Ses parents étaient des personnes respectables. Son père, était un homme fort, un homme d’esprit ! L’on raconte qu’il était capable de se rendre sur la Lune, ou bien de voyager là où les mortels n’ont pas pied. Il était beau et d’une noble famille.

Sa mère, était une princesse aussi belle qu’intelligente. Secrètement, elle avait même des dons que nul ne pouvait soupçonner, des cadeaux du Ciel pour l’accompagner dans sa vie. Si belle, ses princes la disaient aussi belles que la Lune ! Elle avait une peau aussi douce que le satin et claire comme l’astre du soir.

Ils s’aimaient profondément et se marièrent.

L’amoureux de la princesse disparut sans laisser de traces. Triste et désespérée, elle tenta tout ce qui était en son pouvoir pour le retrouver, mais en vain. Il était parti vers une destination inconnue. La femme prit la décision de partir en voyage à travers le monde et au-delà, à la recherche de l’homme qu’elle aime.

Elle chercha longtemps. Très longtemps.

Elle finit par travailler comme serviteur après d’un bien mauvais duc. Pensant pouvoir utiliser les liens des affaires de ce personnage pour pouvoir retrouver son compagnon de cœur. Elle continua ses recherches en plus de son travail.

Et un jour, ils se retrouvèrent… Mais pas comme espéré.

Le prince était devenu esclave du duc, mais la princesse ne le découvrit que trop tard. Ils ne pourraient vivre ensemble de nouveau, tant qu’il serait asservi. Ils se virent en cachette, partageant quelques moments romantiques.

C’est ainsi que la princesse devînt la future mère. Au début, elle ne crut pas à cela, pensant que ce n’était rien. Elle ignorait la situation et continuait ses affaires. Pourtant, au fond d’elle, elle savait que quelque chose se passait.

Avec le temps, elle prit conscience et bientôt arriva la naissance de l’enfant. De son enfant.

La mère n’était pas encore prête. La douleur fut terrible. On raconte que tous les serviteurs de du manoir se pressaient derrière les portes, attendant des nouvelles de leur maîtresse. Les familles des deux amoureux étaient présentes dans la maison, apportant leur soutien à la femme en souffrance.

Cela dura plusieurs heures, de longues heures. Le médecin pensa qu’elle allait mourir. Il fallait faire un choix entre l’enfant et elle. On ne pourrait sauver les deux, c’était prendre le risque de perdre tout.

Le prince esclave apparut à la princesse mourante.

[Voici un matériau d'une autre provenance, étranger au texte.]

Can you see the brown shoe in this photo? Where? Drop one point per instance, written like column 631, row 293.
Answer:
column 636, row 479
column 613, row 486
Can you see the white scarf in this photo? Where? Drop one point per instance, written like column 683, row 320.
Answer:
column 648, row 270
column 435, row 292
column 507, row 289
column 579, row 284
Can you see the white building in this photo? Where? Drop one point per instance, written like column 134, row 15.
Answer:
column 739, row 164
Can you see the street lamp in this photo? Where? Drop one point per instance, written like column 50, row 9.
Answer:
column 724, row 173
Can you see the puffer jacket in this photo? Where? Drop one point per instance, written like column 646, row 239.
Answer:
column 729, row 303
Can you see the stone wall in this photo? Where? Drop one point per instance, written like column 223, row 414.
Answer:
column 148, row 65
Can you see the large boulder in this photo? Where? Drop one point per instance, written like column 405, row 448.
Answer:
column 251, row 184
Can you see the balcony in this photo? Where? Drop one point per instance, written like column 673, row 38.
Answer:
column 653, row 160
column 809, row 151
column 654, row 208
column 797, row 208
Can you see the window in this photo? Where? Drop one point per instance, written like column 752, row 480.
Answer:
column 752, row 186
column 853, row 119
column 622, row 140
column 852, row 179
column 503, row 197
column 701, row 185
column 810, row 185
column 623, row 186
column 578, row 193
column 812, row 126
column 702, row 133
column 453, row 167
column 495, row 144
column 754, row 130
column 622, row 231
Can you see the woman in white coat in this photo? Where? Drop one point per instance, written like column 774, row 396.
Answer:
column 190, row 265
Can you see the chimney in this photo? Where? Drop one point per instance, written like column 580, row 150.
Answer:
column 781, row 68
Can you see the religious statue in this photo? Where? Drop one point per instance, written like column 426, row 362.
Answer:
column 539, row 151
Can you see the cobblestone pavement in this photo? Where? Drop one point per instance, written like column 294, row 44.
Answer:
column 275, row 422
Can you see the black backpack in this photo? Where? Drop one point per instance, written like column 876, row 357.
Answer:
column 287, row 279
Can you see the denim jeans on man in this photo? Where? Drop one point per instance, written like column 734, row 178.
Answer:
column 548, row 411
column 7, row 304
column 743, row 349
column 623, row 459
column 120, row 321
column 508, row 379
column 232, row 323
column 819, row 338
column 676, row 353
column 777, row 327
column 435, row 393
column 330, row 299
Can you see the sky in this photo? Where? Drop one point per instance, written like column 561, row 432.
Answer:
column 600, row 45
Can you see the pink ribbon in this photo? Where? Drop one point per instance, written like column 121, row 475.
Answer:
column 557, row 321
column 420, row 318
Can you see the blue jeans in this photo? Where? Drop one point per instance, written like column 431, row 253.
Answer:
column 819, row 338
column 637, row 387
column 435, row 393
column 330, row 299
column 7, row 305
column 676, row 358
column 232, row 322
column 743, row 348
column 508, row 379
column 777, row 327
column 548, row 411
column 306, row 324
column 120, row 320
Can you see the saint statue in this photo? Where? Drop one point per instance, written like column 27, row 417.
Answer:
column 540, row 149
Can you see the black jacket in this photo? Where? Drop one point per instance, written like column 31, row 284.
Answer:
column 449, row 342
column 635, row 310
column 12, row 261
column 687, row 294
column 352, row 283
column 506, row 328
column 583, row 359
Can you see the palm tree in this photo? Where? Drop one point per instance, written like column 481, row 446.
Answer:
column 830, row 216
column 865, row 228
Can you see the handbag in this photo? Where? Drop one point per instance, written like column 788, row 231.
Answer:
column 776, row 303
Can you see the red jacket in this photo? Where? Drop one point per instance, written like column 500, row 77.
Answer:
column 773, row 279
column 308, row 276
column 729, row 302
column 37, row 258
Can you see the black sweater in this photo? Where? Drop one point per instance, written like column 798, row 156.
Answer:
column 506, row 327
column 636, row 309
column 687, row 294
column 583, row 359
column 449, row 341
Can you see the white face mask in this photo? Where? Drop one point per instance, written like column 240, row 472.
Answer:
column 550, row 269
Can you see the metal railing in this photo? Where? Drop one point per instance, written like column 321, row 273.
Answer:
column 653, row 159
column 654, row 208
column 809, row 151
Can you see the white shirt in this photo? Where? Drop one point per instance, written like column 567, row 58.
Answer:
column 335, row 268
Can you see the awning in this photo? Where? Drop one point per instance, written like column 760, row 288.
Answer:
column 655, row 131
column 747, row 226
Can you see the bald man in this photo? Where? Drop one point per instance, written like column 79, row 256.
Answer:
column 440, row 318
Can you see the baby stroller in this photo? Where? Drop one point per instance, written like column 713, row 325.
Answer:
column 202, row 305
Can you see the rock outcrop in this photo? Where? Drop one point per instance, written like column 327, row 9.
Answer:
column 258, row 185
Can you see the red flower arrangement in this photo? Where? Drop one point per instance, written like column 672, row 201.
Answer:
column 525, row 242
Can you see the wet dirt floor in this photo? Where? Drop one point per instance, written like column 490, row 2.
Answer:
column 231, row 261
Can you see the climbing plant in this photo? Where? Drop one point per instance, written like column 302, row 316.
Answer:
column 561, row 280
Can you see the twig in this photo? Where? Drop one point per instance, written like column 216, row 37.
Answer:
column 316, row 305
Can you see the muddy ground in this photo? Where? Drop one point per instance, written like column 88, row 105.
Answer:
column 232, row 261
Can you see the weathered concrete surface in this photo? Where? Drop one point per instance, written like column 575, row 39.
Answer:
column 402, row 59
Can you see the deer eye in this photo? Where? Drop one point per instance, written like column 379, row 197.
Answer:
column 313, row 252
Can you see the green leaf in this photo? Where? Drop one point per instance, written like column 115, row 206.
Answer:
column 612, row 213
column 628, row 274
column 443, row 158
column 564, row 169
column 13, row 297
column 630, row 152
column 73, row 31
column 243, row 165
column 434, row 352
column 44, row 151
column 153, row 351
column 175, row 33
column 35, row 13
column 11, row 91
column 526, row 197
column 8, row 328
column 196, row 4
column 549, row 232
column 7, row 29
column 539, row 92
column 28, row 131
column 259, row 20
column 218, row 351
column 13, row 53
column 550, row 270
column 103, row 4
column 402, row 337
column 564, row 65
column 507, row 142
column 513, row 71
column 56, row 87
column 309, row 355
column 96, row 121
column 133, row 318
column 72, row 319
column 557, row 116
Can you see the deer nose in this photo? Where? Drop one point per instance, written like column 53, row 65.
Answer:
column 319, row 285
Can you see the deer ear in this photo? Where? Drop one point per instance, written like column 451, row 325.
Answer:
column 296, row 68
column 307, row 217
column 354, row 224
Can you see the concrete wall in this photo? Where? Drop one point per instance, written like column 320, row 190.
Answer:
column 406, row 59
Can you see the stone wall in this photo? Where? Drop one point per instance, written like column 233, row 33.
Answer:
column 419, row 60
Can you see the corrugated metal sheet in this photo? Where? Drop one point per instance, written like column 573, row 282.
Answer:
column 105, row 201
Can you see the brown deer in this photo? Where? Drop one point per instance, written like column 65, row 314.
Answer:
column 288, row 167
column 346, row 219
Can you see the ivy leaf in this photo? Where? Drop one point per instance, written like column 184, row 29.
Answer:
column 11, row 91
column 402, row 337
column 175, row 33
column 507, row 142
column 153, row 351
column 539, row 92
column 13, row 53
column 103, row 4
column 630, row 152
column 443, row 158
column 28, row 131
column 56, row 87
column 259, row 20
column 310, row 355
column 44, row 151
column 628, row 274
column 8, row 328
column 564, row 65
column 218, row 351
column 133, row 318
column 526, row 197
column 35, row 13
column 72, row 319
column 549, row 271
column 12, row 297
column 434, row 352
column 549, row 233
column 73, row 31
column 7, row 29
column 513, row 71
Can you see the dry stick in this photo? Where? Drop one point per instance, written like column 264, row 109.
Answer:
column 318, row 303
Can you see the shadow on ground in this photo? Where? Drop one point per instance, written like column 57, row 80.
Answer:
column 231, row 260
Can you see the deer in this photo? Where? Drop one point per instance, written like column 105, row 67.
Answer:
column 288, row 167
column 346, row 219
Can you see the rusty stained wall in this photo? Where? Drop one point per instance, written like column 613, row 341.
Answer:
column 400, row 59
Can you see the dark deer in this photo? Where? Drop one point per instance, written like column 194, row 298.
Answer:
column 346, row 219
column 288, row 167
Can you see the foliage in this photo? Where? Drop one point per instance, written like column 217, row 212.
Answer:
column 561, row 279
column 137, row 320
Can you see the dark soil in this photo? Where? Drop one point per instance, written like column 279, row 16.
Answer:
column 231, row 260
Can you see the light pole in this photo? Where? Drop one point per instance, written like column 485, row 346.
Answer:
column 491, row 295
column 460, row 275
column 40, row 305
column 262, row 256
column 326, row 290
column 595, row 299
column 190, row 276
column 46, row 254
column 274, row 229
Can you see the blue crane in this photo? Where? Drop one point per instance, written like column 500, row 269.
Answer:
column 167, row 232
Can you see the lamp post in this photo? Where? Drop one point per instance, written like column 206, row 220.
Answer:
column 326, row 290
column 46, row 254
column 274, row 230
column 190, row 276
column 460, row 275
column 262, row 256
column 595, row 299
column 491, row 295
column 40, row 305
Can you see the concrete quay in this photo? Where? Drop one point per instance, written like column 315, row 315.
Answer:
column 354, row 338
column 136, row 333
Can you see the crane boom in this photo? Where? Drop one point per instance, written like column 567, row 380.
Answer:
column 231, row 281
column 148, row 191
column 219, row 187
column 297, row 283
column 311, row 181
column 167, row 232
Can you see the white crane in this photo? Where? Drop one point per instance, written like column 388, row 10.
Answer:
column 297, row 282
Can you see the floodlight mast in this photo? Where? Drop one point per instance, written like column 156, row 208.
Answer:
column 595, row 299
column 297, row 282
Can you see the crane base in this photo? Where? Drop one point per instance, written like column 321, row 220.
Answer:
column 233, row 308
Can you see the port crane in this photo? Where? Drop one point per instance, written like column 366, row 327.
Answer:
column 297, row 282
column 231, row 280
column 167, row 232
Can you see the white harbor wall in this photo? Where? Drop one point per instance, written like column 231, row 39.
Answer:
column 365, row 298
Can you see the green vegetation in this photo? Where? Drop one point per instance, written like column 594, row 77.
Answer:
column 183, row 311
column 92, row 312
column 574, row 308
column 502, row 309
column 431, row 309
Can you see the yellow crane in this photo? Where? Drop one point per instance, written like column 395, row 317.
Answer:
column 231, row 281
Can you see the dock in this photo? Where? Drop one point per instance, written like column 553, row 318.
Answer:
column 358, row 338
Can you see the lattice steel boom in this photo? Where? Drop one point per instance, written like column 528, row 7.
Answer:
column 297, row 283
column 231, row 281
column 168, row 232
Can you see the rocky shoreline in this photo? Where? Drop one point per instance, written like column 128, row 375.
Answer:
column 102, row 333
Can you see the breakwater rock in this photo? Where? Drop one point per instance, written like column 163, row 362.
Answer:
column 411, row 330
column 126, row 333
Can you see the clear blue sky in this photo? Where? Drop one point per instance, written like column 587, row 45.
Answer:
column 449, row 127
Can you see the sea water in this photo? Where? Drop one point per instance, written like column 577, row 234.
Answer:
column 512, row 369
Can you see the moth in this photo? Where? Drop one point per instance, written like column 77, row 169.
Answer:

« Soit forte, tu peux le faire. » lui dit-il.
Mais il ne pouvait rien, si loin d’elle à cet instant.


Un vif vent vint forcer subitement l’ouverture de la porte-fenêtre de la pièce, laissant les rayons de la Lune inondés la pièce ! C’était la pleine Lune, elle était resplendissante et majestueuse au-dessus des montagnes du Sichuan.

La princesse implora la Lune, pleurant elle demandait de sauver sa vie et celle de son enfant.


« Vous aurez la vie sauve, princesse. » répondit du ciel la pleine Lune.

« On dit que tu es aussi belle que la Lune… C’est vrai que tu es belle. Malgré cela, tu me regardes avec adoration, j’apprécie que tu te rappelles que ma beauté n’a pas d’égal. Tes enfants seront bénis par mes rayons. Tâche qu’ils m’adorent avec autant d’honnêteté que toi. » confia t-elle à la mère.

Surpris et heureux, les familles furent heureuses d’apprendre que la princesse avait repris des forces et que ni l’enfant, ni la mère n’étaient en danger désormais. Une heure de plus, et l’enfant était né !

D’une mère et d’un père amoureux naquit l’enfant, tout comme l’hermine, il était blanc ; beau le garçon né au sein d’un mariage d’amour. Neveu de la Lune. La Mère de l’enfant récupéra des forces et reprit son rôle. Elle aimait son fils et la fête fut belle pour célébrer sa naissance. Toujours sous le regard bienveillant de l’astre du soir.

Chanceux est l’enfant qui a une Mère qui se préoccupe de lui, et une Tante pour veiller sur lui depuis le Ciel.

Et les soirs où la mère est absente, si l’enfant joue et sourit, de joie aussi la Lune s’arrondit ; et lorsque le garçon pleure, elle décroît pour lui faire un berceau de lumière.

Cet enfant c’est toi, mon petit. 王月.

Ta mère a beaucoup sacrifié pour toi, tu sais. Mais n’oublie jamais une chose : même si tu ne la vois pas, elle est toujours avec toi. »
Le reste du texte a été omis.